Chart 1 shows these data since April 2022, when five-year expectations were first collected, alongside actual HICP (harmonized index of consumer prices) inflation in the euro area.

The chart shows that expected inflation over the next 12 months moves in the same direction as actual inflation, but with smaller swings. This is what we would expect if the public believed that variations in inflation are likely to be temporary. If inflation is high now, it is likely to fall over the next year, implying that expected inflation will be below current actual inflation.

The chart shows that in 2022 and the first half of 2023, expected inflation lay below actual inflation as the public anticipated, correctly, that inflation would fall. From October 2023, however, it lay above actual inflation as the public remained uncertain that low inflation would persist.

Longer-term expectations for three and five years ahead were generally below short-term expectations throughout this period, and the overall picture was one of inflation expected to decline gradually from its 2022 peak.

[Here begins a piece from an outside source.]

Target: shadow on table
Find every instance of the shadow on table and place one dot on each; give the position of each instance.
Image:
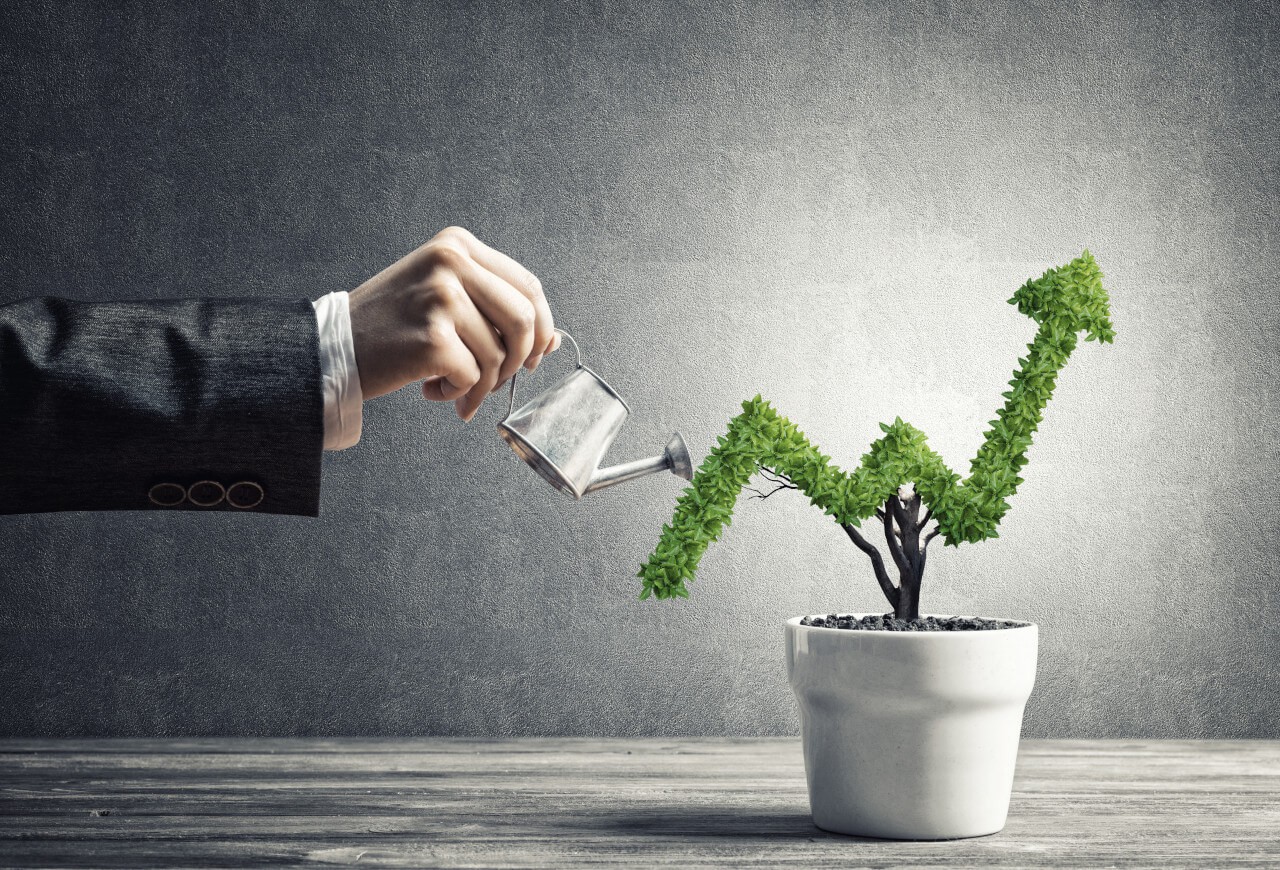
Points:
(686, 820)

With that as background, we turn to the ECB's Governing Council, which will focus on the current situation.

The shock to expectations: January to April 2026

Chart 2 shows expectations at all three horizons in January, March and April of this year. In January, with actual inflation at 1.7%, expectations were around 2.5%, suggesting the public viewed inflation as temporarily low. Notably, this implies the public saw the 2% target as something of a floor as much as a ceiling — itself a telling sign of how ECB credibility is perceived.

By March, following the outbreak of conflict in the Middle East at the end of February, the picture had changed markedly. Actual inflation had risen to 2.6%, but expectations for the next 12 months had jumped to 4%, while three-year expectations stood at 3% and five-year expectations at 2.4%.

By April, with actual inflation having risen further to 3%, short-term expectations held steady at 4%. Longer-term expectations edged down marginally — to 2.9% three years ahead — while the five-year figure was unchanged at 2.4%.

Short-term alarm, longer-term resilience

What do these numbers tell us? The sharp rise in short-term expectations reflects consumers experiencing higher energy prices and expecting them to persist for some time. More important for the ECB are the medium and longer-term figures. These have risen, but remain considerably closer to the 2% target, suggesting that the public broadly expects the current shock to be temporary rather than permanent.

That is reassuring, but it is not grounds for complacency. One might argue that since inflation expectations appear firmly anchored, there is no need for the ECB to do anything. But that would be entirely wrong: anchored expectations are a sign of credibility, not a reason for passivity. The public may expect inflation to remain low precisely because it trusts the ECB to act decisively to ensure it does. This helps explain why a rate hike in June is now widely expected even though underlying inflation pressures remain, for the moment, relatively contained.